Edith here, and it’s Wicked Wednesday again. Since today would have been my mother’s 90th birthday if she hadn’t passed away three years ago, let’s talk about our moms. Two of us here no longer have a mother living, and the rest still do. What’s your favorite memory of Mommy Dearest? What about the time she meted out a punishment you knew you deserved? Dish, Wickeds – and it doesn’t have to be all cream and roses!
Edith: Okay, I’ll start. I had a rowdy year in ninth grade. I was flip, stayed out too long after school, lied about some stuff. My mother, who had never before uttered a single swear word in my presence and never hit us (neither of my parents did either of those things), said “Damnation” a couple of times that year and twice she slapped me. I was so shocked. I clearly had pushed her past her limits (and I totally deserved it). But she also taught me to sew and to bake, how to go camping, how to identify the constellations, and how to be a fabulous grandma. I just wish she’d gotten to read some of my books, since she also taught me by example to read mysteries. Happy birthday, Mommy!
Liz: When I was little, my mother stayed home with me. My favorite time of day was early in the morning, before my father got up. She would read to me until it was time to make breakfast. I remember wishing those hours could go on all day. She also taught me to bake apple pie. To this day, I love the smell of homemade apple pie!
Jessie: Mothers give and give in little ways that don’t always get the acknowledgement they deserve. One thing that really stands out for me in my life is the fact that my mother went through a great deal of effort and heart-break to provide me with my sisters. I am eternally grateful for them and for her efforts which made them a part of my life.
Barb: I’ve put up this drawing because I thought it was a little different. It’s the front of a poster-sized card Carter Scattergood, an artist friend of my parents, made for them for a good-bye party they threw when we moved from Montclair, New Jersey to Wallingford, PA. In truth, it captures my father, whose face was more easily caricatured, better than my mother. (And yes, those are martini glasses trailing behind them.What can I say? It was the sixties.) The memory this evokes for me is how my mother found ways to make the days when there was lots of boring housework to be done fun for my brother and me. When she defrosted the refrigerator, she gave us food coloring to add to the ice in the sink. Or on days of big parties, like this one, she would move the dining room table and roll up the rug. Then she would pour some kind of liquid wax on the floor and tie rags to our feet. We would skate around the floor, buffing it. The big game was to jump up and touch the brass chandelier, now hanging low enough over the empty space where the table had been that we could reach it. After scuffing along the wood floor, you could give yourself the most tremendous shock, which would reduce us to near hysterical giggles.
Sherry: Hi, mom! My mom reads our blog every day and often buys the books she finds out about here!

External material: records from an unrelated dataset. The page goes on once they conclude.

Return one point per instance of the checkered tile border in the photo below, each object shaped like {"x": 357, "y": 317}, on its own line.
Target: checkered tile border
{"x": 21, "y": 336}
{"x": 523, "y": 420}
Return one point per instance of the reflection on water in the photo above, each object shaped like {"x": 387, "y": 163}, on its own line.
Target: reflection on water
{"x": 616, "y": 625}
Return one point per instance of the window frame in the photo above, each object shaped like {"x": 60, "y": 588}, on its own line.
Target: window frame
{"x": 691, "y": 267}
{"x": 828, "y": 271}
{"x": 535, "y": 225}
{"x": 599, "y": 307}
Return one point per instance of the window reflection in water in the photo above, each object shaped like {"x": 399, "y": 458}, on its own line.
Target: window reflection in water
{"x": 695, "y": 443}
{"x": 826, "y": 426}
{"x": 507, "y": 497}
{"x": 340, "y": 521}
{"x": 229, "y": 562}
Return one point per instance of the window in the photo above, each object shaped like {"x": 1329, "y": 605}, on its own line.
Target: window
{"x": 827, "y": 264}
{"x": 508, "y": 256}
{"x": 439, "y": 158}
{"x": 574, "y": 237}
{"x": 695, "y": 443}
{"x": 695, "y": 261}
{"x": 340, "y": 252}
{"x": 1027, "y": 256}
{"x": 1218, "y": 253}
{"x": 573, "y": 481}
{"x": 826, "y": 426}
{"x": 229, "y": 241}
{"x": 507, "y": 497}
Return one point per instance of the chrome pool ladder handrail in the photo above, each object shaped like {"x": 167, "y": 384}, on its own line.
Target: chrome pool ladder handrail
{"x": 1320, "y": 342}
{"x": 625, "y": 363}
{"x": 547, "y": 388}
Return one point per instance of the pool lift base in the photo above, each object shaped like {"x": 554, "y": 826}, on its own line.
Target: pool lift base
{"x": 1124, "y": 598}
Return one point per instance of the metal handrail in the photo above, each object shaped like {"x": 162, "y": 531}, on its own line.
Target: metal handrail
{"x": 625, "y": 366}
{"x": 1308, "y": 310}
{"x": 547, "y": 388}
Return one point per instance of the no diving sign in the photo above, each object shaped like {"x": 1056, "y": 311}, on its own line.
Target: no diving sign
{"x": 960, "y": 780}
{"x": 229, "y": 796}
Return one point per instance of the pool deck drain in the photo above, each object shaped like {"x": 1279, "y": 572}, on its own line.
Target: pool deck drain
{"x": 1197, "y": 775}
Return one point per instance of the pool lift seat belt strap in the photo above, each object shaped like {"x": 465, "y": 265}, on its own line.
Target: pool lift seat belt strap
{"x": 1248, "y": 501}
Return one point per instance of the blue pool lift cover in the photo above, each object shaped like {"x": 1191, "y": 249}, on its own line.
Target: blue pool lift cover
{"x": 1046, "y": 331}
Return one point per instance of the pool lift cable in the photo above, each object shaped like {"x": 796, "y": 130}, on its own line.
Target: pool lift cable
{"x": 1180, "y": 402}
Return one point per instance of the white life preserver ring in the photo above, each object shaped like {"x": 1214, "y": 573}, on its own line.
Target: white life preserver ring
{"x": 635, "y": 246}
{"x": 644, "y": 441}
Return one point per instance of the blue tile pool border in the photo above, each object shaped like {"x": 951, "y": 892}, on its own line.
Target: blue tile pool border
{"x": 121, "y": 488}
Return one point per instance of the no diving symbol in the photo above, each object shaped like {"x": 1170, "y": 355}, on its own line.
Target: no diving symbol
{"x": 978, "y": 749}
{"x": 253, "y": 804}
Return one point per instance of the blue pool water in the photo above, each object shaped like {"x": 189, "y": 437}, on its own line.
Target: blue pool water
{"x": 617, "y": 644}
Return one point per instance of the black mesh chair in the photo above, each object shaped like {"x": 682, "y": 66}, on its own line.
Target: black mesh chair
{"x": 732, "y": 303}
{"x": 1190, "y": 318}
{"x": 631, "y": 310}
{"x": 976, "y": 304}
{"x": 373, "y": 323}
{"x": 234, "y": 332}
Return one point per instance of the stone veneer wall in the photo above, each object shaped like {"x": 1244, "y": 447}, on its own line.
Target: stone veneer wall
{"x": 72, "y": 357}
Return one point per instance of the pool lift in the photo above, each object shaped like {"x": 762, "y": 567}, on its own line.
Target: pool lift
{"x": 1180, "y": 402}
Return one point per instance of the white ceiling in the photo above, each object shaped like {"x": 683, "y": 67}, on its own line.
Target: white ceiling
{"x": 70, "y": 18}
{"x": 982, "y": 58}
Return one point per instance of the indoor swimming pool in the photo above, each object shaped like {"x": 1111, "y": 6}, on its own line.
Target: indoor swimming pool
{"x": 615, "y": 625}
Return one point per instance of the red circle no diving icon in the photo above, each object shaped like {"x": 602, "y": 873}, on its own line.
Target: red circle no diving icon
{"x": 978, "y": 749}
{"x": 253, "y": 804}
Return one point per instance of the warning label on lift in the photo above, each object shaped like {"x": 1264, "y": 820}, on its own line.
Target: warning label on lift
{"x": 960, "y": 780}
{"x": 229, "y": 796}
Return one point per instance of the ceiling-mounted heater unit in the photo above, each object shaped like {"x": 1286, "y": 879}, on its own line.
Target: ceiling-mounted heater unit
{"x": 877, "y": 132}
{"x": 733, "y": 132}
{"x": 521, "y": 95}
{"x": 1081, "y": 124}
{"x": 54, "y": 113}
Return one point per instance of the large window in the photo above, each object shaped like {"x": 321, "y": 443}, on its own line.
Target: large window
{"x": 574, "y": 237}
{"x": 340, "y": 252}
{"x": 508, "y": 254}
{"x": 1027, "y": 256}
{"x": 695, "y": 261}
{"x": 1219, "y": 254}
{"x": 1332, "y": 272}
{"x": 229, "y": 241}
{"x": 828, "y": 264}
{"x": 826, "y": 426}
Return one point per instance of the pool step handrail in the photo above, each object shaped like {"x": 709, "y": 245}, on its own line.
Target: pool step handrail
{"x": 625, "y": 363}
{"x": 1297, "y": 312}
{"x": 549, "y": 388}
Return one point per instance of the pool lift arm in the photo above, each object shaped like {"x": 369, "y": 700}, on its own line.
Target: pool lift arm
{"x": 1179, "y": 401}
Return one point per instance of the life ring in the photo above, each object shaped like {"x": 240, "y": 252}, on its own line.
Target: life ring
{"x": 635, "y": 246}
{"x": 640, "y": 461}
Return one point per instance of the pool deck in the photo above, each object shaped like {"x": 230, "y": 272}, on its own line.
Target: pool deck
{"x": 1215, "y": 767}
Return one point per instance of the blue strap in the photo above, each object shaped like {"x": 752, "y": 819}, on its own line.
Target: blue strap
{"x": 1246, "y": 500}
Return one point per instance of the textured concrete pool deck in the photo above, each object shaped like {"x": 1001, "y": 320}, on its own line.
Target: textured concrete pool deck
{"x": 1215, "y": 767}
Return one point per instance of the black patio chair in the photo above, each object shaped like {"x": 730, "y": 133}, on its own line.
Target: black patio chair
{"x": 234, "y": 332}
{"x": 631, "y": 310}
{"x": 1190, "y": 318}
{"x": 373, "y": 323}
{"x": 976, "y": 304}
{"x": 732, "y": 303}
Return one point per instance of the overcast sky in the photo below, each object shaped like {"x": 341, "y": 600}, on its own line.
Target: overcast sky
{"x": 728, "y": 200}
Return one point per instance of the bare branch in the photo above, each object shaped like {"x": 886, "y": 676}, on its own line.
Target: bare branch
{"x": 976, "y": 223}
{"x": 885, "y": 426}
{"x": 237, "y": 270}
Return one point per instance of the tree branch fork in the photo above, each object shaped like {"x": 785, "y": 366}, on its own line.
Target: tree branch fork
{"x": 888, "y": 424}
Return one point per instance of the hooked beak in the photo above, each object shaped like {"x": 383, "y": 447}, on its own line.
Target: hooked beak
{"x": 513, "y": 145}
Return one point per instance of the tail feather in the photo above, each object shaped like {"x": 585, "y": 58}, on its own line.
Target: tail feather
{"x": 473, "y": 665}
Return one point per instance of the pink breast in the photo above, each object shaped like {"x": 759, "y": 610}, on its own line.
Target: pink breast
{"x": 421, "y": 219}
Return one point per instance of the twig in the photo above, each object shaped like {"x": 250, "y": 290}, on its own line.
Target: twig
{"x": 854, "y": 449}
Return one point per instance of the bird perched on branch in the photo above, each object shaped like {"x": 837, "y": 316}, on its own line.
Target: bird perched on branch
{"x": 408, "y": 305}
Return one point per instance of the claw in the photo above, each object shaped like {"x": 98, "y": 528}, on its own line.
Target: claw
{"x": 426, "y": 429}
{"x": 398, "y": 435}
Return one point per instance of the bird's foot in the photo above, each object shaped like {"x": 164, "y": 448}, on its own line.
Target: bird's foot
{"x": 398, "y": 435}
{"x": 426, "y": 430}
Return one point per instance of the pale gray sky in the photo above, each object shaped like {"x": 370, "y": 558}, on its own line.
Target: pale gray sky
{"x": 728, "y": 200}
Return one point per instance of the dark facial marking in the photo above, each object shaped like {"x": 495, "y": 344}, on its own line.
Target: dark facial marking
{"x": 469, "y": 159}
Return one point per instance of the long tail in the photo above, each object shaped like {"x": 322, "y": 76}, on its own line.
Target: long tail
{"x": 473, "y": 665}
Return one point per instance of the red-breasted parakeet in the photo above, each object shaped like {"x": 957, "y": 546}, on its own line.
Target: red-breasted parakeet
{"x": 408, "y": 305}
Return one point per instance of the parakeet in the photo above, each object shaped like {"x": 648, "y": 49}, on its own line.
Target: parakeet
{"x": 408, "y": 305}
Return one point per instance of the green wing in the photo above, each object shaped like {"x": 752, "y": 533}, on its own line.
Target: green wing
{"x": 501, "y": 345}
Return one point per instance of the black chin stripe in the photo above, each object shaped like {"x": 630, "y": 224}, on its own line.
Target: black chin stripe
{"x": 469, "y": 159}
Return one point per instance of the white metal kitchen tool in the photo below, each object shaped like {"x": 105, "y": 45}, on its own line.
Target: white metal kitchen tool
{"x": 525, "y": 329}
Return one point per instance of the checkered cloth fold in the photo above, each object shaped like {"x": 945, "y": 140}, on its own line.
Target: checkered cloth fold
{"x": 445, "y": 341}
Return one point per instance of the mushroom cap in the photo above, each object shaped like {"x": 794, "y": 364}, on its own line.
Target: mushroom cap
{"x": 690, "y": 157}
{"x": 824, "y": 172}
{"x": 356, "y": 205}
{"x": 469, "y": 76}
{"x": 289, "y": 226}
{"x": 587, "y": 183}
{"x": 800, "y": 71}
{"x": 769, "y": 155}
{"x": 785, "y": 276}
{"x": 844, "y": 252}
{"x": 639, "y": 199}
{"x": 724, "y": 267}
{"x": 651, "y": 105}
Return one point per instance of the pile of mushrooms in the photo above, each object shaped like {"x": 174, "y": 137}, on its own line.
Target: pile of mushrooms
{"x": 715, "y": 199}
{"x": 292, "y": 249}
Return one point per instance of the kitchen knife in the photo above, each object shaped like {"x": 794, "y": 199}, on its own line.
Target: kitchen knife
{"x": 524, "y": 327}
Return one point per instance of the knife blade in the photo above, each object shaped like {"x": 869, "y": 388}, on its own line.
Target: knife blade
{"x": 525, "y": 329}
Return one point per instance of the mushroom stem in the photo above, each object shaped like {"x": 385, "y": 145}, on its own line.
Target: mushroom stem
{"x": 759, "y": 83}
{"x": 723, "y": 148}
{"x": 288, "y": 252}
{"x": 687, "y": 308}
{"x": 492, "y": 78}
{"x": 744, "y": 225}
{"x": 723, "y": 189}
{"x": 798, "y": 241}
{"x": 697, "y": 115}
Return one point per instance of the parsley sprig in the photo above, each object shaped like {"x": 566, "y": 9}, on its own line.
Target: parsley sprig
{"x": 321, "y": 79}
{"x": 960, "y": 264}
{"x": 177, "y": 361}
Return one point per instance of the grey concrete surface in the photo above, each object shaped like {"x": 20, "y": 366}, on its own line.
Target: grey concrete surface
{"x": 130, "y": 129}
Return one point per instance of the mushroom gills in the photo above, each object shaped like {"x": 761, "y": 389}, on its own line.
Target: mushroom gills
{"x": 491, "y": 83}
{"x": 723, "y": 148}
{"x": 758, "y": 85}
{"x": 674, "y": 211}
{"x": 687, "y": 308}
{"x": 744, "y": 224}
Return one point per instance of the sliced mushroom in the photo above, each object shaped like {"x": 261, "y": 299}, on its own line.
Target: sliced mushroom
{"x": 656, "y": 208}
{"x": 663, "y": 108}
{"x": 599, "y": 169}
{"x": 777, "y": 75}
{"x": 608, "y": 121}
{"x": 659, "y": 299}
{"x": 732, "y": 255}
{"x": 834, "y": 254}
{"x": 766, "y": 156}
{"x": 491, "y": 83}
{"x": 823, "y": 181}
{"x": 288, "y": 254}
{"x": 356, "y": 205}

I have two stories. The first is from when I was in second or third grade. My sister and I shared a room. One night I crawled in bed with my sister and we were talking and giggling way past a time we should be — so much so that we woke our mom up. Mom came in our room and was shaking her finger first at one bed and then the other. We were hysterical with suppressed laughter as she gave us a good talking to not realizing we were both in one bed. In her defense it was pitch black and she didn’t have her glasses on. As soon as she left, I scrambled back to my bed still shaking with laughter. The second story is from high school. The book Valley of the Dolls had just come out and my mom asked me not to read it. So, of course, I rushed right out and bought it. Mom happened on it one day putting something in my dresser. She looked at it, then looked at me. I thought my life was probably over. But she said, “I didn’t mean to pry,” and walked out of the room. As you can see from the photo above, she’s my biggest fan!
Julie: My mother is wonderful. She and my dad are a great team, and have been a huge blessing in my life. I have lots of great memories of her, but I was just telling the nieces a story that sticks in my mind. One year she got talked into being a Girl Scout leader by her friend Diane. We went winter camping, which involved a lodge, and outhouses. She forgot her boots, so she had to wear trash bags on her feet. At one point someone dropped a flashlight down the outhouse hole (it was a multi seat outhouse. I sill shudder at the memory) and she said “if there’s a girl attached to that flashlight, she’s outta luck.” On our way home, she turned to my sister and I and said “Don’t even think about getting near that bathtub until I’m done. And I’m not going to be done for a long, long time.” Needless to say, she didn’t camp again.
Readers: Memories of your mom? Or a mom who was important to you?